I’ve been thinking about food lately. Not the kind you photograph, recommend, or complain about on Instagram.
Just… ordinary meals—the kind you buy, sit down and quietly finish even when something isn’t quite right.
Over the years, I’ve had a handful of these moments. None of them were dramatic, but for some reason they stayed with me. I think I’m only starting to understand why.
The salty lunch I kept eating
When I was a student in Hong Kong, I used to buy lunch outside school. It came in those foam takeaway boxes—usually a main dish swimming in sauce paired with some form of carbs. One day, I had pork chop with spaghetti in cream sauce.
I remember the first bite: it was unbearably salty—the kind of salty that makes you pause, then try again, then start negotiating with yourself. Was it just this bite? Or the entire box? I must have visibly cringed. An adult nearby noticed and told me I should stop eating and ask for an exchange. It sounded reasonable.
But I didn’t stop. At least, not immediately. I remember continuing for a while, forcing it down as if that was the more natural thing to do.
To this day, I don’t quite know why. If it were a faulty electronic device, I would have no hesitation returning it. But food felt… different: more subjective, harder to prove, easier to endure. Or maybe I simply didn’t trust myself enough to say, “This isn’t right.”
The prawn I shouldn’t have eaten
More than twenty years ago, I was having dinner with two female colleagues at a seafood restaurant. We ordered jumbo prawns. At some point, I dropped one.
What happened next was almost instinctive. I picked it up, rinsed it in my bowl of soup, and continued eating. Only after I looked up did I realise what I had just done. They were in shock, and in that instant I felt something shift—not just embarrassment, but a sudden awareness that I had crossed an invisible line.
To me, at that moment, it was simple: the prawn was expensive; it had a shell; it didn’t feel right to waste it. But clearly I had misread the situation.

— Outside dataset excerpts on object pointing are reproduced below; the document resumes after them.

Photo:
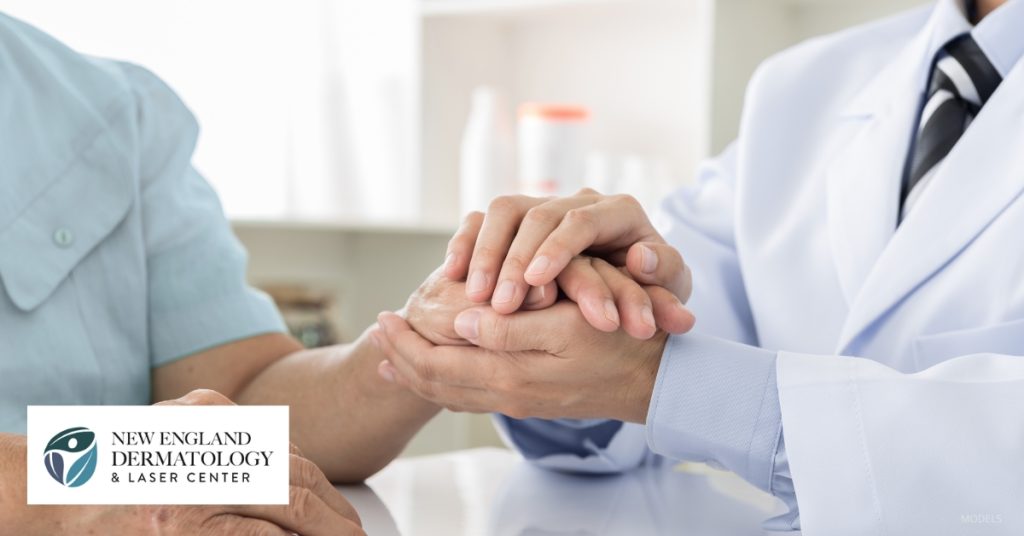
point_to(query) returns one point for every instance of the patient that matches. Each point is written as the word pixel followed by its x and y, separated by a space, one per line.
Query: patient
pixel 122 283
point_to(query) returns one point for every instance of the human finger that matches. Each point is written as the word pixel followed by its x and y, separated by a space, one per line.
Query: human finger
pixel 537 224
pixel 233 524
pixel 422 365
pixel 543 330
pixel 541 297
pixel 659 263
pixel 633 303
pixel 584 285
pixel 460 248
pixel 305 473
pixel 499 228
pixel 199 398
pixel 305 513
pixel 670 314
pixel 615 221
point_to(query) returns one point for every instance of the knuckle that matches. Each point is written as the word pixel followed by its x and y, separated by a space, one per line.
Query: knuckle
pixel 259 529
pixel 472 218
pixel 426 389
pixel 580 216
pixel 306 470
pixel 496 331
pixel 541 215
pixel 516 262
pixel 514 410
pixel 504 204
pixel 507 384
pixel 207 397
pixel 425 370
pixel 300 504
pixel 627 200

I’ve never spoken about this to anyone. Yet somehow, the memory stayed.
The Hainanese chicken rice I quietly accepted
Recently, I ordered chicken rice at a hawker stall. The uncle prepared a plate—chicken breast, braised tofu, egg—and passed it to the gentleman in front of me. Then came my turn. My plate came without the tofu. The uncle walked over to that same table, took the plate back, and with his hands moved the tofu onto my plate.
I hesitated. I did protest gently, that someone might have already started eating. He waved it off, assuring me it was untouched. I could have insisted, but I didn’t. Instead, I told myself it was probably fine—that it would be a waste otherwise.
And I ate it. Quietly.
The naan that became a scene
At Lau Pa Sat, at one of the many independent stalls, I ordered an Indian set meal. It came with two large naan, fresh from a traditional oven. The underside was heavily charred—not the usual blistering, but something thicker, darker.
I took the tray back to my seat anyway. My plan was simple: scrape it off. Except it wasn’t. As I tried to remove the char with a spoon, bits of blackened crust started falling everywhere—onto the table, onto the floor, onto my white shirt. What I thought would be a quiet fix slowly turned into something that drew attention. Unnecessary attention.
At that point, I could still have returned it. Instead, I kept going. And eventually, I ate most of it.
The extra fifty cents
One evening, I bought roasted meat from a hawker stall. $8. Back at my table, as I ate my dinner, I looked up at the signboard. It said $7.50.
As I finished my dinner and was about to leave, I went back. The uncle explained that prices had gone up and that he had given me more meat anyway. It didn’t fully make sense, but I nodded, accepted it, and left.
I could have insisted on a refund. But I didn’t.
I haven’t been back since.
So what’s going on here?
Individually, these moments feel trivial—a salty meal, a dropped prawn, some burnt bread, fifty cents. But together, they form a pattern I can’t ignore.
In each case, I noticed something was off. And in each case, I hesitated—not because I didn’t know, but because I wasn’t sure if it was worth saying.
Maybe it’s not about food
Looking back, I don’t think this is about taste, hygiene, or even money. It feels more like a quiet instinct to keep things… smooth, not to inconvenience others, not to create awkwardness, not to turn a small issue into a bigger one.
So instead, I adjust. I rationalise. I accept. I move on. Most of the time, it works—until it doesn’t, and the moment stays with me longer than it should.
A small experiment
Lately, I’ve been trying something different. Nothing dramatic—just acting a little earlier, before the internal negotiation begins. A simple sentence, said calmly: “I think this might not be quite right.”
No accusation. No escalation. Just… finishing the interaction properly.
Final thought
I don’t think I’ll ever completely lose that instinct to avoid friction. And maybe I shouldn’t. It has served me well in many ways.
Perhaps it’s not about becoming more confrontational—
just a little more willing to trust that noticing something is already enough.